Paolo Pellicanò

Personal information
- Date of birth: 27 November 1995 (age 29)
- Place of birth: Feltre, Italy
- Height: 1.84 m (6 ft 1⁄2 in)
- Position(s): Centre-back

Team information
- Current team: Vittorio Falmec

Youth career
- Feltreseprealpi

Senior career*
- Years: Team / Apps / (Gls)
- 2011–2014: Feltreseprealpi
- 2014–2016: Belluno / 48 / (0)
- 2016–2018: Venezia / 7 / (0)
- 2017–2018: → AlbinoLeffe (loan) / 5 / (0)
- 2018–2019: Belluno / 16 / (0)
- 2019–2020: Trento
- 2020–2021: Union S. Giorgio Sedico / 6 / (0)
- 2021–2022: Fiori Barp Mas
- 2022–: Vittorio Falmec

= Paolo Pellicanò =

Italian footballer

Paolo Pellicanò (born 27 November 1995) is an Italian football player. He plays for Vittorio Falmec.

==Club career==
He made his Serie C debut for Venezia on 17 September 2016 in a game against Ancona.

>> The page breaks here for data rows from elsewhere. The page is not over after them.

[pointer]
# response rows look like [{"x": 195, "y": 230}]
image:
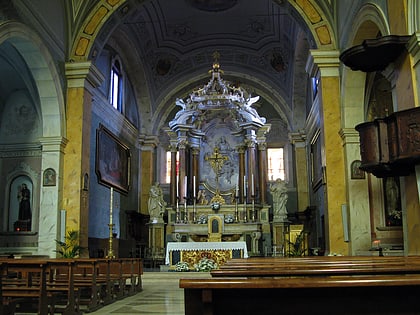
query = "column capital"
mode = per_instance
[
  {"x": 326, "y": 61},
  {"x": 349, "y": 135},
  {"x": 298, "y": 139},
  {"x": 148, "y": 142},
  {"x": 78, "y": 73},
  {"x": 413, "y": 47},
  {"x": 53, "y": 144}
]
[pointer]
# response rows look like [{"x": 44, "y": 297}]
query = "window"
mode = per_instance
[
  {"x": 115, "y": 93},
  {"x": 168, "y": 166},
  {"x": 275, "y": 163},
  {"x": 315, "y": 86}
]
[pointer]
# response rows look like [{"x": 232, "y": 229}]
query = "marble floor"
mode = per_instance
[{"x": 160, "y": 295}]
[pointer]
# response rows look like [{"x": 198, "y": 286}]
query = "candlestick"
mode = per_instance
[
  {"x": 244, "y": 185},
  {"x": 185, "y": 186},
  {"x": 110, "y": 206},
  {"x": 177, "y": 186}
]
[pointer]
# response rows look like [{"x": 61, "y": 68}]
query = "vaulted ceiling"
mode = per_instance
[{"x": 263, "y": 47}]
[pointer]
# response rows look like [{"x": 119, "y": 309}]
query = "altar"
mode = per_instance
[{"x": 192, "y": 252}]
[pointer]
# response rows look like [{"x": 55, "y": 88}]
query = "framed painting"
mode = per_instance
[{"x": 113, "y": 160}]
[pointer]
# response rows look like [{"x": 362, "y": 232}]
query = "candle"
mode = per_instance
[
  {"x": 185, "y": 186},
  {"x": 110, "y": 206},
  {"x": 194, "y": 186}
]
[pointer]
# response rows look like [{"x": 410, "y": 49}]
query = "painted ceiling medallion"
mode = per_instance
[{"x": 212, "y": 5}]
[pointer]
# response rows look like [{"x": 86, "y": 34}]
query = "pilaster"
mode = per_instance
[{"x": 327, "y": 62}]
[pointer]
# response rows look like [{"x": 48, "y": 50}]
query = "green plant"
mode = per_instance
[
  {"x": 182, "y": 266},
  {"x": 206, "y": 264},
  {"x": 297, "y": 248},
  {"x": 70, "y": 248}
]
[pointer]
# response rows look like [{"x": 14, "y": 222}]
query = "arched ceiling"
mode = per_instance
[{"x": 175, "y": 41}]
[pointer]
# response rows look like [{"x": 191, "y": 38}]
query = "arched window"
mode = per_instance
[
  {"x": 275, "y": 163},
  {"x": 116, "y": 86}
]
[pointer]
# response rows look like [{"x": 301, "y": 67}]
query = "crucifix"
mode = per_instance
[{"x": 216, "y": 161}]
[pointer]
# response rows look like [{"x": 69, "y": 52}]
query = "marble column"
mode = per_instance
[
  {"x": 241, "y": 153},
  {"x": 49, "y": 211},
  {"x": 82, "y": 77},
  {"x": 298, "y": 141},
  {"x": 147, "y": 147},
  {"x": 328, "y": 63},
  {"x": 411, "y": 184},
  {"x": 262, "y": 162}
]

On 31 July 2019 it was confirmed, that Pellicanò had joined Trento. In June 2020, Pellicanó moved to newly promoted Serie D club Union San Giorgio Sedico. A year later, in June 2021, he joined Promozione club Fiori Barp Mas. In July 2022, he moved to Eccellenza side Vittorio Falmec.